The videos she would see featured wide-eyed teenagers staring into webcams, crying their eyes out for often no given reason.
But there was a reason this kept happening, the 24-year-old artist told the Daily Dot.
“People don’t call today; they send you an email to break up, you might have a huge fight on the Facebook chat, etc.. A big part of your life goes through your computer and your computer is your first spectator. I’m myself part of the Myspace generation. I started to self-photograph myself very early, and I started to use a webcam when I was 14. I had heartbreaks in front of my computer, and I started to record my tears.”
It was that personal experience and the photographs of Laurel Nakadate that inspired Moutot to create Webcam tears, a Tumblr blog of YouTube and Vimeo videos “depicting contemporary sadness in an voyeuristic Internet era through the medium of the webcam.”
Since starting the blog four months ago, Moutot has posted more than 20 videos and photos and collected more than 800 followers. It has even inspired one of the women featured in a video to address Webcam tears. Rosemary Kirton wrote on her blog:
“My video for webcam tears was incidentally filmed a few days before I discovered the project. I only cried one tear in it; not a lot of bang for your buck there. What does it matter that tears are authentic though? What is so horrifying for tears to be of the crocodilian persuasion--falsely expressing weakness, crying wolf?”
Moutot took some time to discuss the nature of these videos and Nakadate’s art.
Daily Dot: Why do you think people make these sorts of videos in the first place?
Dora Moutot: The people, who submit these videos, are usually active teenagers of the Tumblr community. Tumblr is a world where teenagers/young adults like to “record” themselves and will record themselves singing, dancing. They will take daily pictures of themselves, of their outfits, they will make GIFS of their facial expressions, and if your “Tumblr-famous” enough, other users will reblog it—and it will spread online.
We’re a very narcissistic generation and Tumblr is probably one of the most famous teenage narcissist kingdoms. Social networks push us to “share” everything. This idea of “sharing” is not harmless. This new generation has a very different relationship to privacy. Crying in front of a webcam is just the logical extension of what’s happening on the Web today (which is also an extension of the reality television). I think that mentalities are changing. I love that people are not ashamed of being weak. The Internet has the power of showing the “human condition,” like never before. And I find it very fascinating.
DD: Do you know any of the women in the videos?

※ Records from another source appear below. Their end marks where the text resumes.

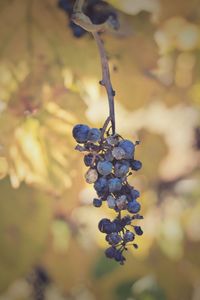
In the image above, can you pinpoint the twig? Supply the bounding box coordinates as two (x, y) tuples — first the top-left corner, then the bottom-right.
(92, 32), (115, 134)
(72, 0), (115, 135)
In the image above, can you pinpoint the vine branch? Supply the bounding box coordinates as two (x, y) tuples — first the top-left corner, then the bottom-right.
(72, 0), (115, 135)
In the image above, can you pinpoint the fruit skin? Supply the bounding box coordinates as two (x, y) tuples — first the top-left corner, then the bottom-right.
(116, 195), (127, 210)
(72, 124), (90, 144)
(108, 178), (122, 193)
(114, 160), (130, 177)
(94, 177), (108, 193)
(127, 200), (141, 214)
(112, 147), (126, 160)
(106, 232), (122, 245)
(131, 160), (142, 171)
(93, 198), (102, 207)
(97, 160), (113, 176)
(119, 140), (135, 159)
(98, 218), (116, 234)
(107, 196), (116, 208)
(85, 169), (98, 183)
(123, 231), (135, 243)
(84, 153), (93, 167)
(104, 151), (114, 161)
(134, 226), (143, 235)
(105, 247), (116, 258)
(88, 128), (101, 143)
(131, 189), (140, 199)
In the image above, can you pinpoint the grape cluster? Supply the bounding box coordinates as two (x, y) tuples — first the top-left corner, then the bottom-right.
(72, 124), (143, 264)
(58, 0), (118, 38)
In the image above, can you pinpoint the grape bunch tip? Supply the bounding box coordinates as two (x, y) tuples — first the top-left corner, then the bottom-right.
(72, 124), (143, 265)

DM: I don’t know them IRL (in real life), but I know some girls through Tumblr and Facebook. I follow their blogs and they follow mine. I don’t “know” them, but I know from them what they want to share with the Internet.

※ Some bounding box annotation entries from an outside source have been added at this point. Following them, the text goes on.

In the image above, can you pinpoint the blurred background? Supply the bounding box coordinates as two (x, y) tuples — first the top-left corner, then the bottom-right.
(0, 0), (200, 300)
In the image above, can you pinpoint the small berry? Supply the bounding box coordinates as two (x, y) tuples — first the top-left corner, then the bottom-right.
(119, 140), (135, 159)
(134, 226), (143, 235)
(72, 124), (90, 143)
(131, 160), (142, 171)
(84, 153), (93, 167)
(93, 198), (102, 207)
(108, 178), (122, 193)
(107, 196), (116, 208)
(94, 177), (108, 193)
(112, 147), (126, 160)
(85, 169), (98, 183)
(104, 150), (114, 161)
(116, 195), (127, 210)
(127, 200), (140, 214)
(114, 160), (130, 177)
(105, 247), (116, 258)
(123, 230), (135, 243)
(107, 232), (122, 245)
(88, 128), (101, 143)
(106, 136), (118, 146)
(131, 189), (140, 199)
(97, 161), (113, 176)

DD: What was it about Laurel Nakadate 365 days: a catalogue of tears that inspired you to make the blog a reality?
DM: I went to see her exhibition a year ago in New York, at the MOMA PS1, and I just fell in love with the project. I don’t think that sadness is a well-depicted emotion in the media and art. When artists try to depict sadness it’s never really literal; it’s never “in your face.” It always has to be metaphorical or poetic. I don’t think we should always make sadness look pretty. It’s not! It’s tears, snivel, and red faces. I just loved the simplicity of Laurel Nakadate’s work, the reality of it, the reality of being desperate and sad girl in 2011. Somehow I felt very close to her. I thought that it was very clever of her, to believe that her self-absorbed sadness could interest other people. People are curious and creepy. Which made me think, that with the actual Internet climate, the idea could spread and that it would be interesting to make a collaborative project and to “collect sadness.”
DD: Any last thoughts on the blog and its message?
DM: I hope the project will grow. I’d like to take this take this “Internet substance” and to showcase it out of the Internet, in a gallery or in a festival. I think it would be pretty powerful to have all these videos running at the same time on a huge white wall.